A Traditional IRA might be right for you if:

• You are a taxpayer under age 70½ with earned income, or you are a non-working spouse

• Deductible contributions are more important to you than tax-exempt distributions

• You do not have another IRA or you want to split contributions between a Traditional IRA and a Roth IRA (the combined maximum allowed for the Traditional IRA and a Roth IRA is limited to $5,500 per year, or $6,500 for age 50 and over).

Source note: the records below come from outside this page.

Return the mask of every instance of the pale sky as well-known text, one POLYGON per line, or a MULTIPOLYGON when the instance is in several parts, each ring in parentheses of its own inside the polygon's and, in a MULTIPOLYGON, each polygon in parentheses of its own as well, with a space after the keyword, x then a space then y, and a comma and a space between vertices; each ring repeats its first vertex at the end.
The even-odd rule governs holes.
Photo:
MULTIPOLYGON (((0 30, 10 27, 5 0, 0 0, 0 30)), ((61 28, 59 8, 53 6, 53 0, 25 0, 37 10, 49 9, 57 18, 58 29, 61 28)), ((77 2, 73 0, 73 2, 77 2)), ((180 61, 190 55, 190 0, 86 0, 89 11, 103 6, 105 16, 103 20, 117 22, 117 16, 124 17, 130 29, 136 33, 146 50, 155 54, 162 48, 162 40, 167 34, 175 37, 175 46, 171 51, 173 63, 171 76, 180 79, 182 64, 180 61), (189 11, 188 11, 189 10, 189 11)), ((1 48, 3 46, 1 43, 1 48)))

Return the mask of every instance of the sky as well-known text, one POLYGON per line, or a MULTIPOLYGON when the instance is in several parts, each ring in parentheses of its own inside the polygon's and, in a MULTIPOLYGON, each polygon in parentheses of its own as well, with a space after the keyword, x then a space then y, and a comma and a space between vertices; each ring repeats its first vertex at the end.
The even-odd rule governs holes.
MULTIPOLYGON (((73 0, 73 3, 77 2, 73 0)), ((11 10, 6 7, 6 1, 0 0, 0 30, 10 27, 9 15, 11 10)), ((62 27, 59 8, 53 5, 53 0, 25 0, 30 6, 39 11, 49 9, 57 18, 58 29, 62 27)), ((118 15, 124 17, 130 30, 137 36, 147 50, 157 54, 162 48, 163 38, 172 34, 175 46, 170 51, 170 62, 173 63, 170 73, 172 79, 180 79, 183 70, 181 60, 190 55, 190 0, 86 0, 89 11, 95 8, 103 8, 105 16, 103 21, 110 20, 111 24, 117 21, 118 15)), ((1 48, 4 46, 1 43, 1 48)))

Your contribution to a Traditional IRA is fully tax deductible if:

• You and/or your spouse do not participate in your employer-sponsored retirement plan at work

• You do participate in an employer-sponsored retirement plan and your modified adjusted gross income is under $61,000 as a single taxpayer or $98,000 as married taxpayers filing jointly

• You are not covered by an employer’s retirement plan, but your spouse is, and your joint modified adjusted gross income is no more than $184,000

Tax deferrals

You don’t pay taxes on earnings or pre-taxed dollars in your Traditional IRA until you begin receiving distributions. The required beginning date to receive distributions is no later than April 1 following the year in which you reach age 70½.

Withdrawals, penalties and fees for IRAs:

• Withdrawals with federal additional tax. If you make withdrawals before age 59½, these withdrawals may be subject to a 10% federal additional tax and possible state taxes. Bank penalties may apply for withdrawals from time deposits before maturity.

• Withdrawals without federal additional tax. Under certain conditions, withdrawals may not be subject to the 10% federal additional tax (for example, if you or a family member is buying a first home or going to college). However, the withdrawals are subject to ordinary income taxes. Bank penalties may apply for withdrawals from time deposits before maturity.

Rollover from an employer-sponsored retirement plan

A Traditional IRA is a good choice for individuals who are changing jobs or retiring and want to keep their retirement plan distribution invested and untouched by taxes. By making a direct rollover from your employer-sponsored plan, you avoid withholding taxes and penalties on the distribution, so more of your money keeps compounding tax-deferred.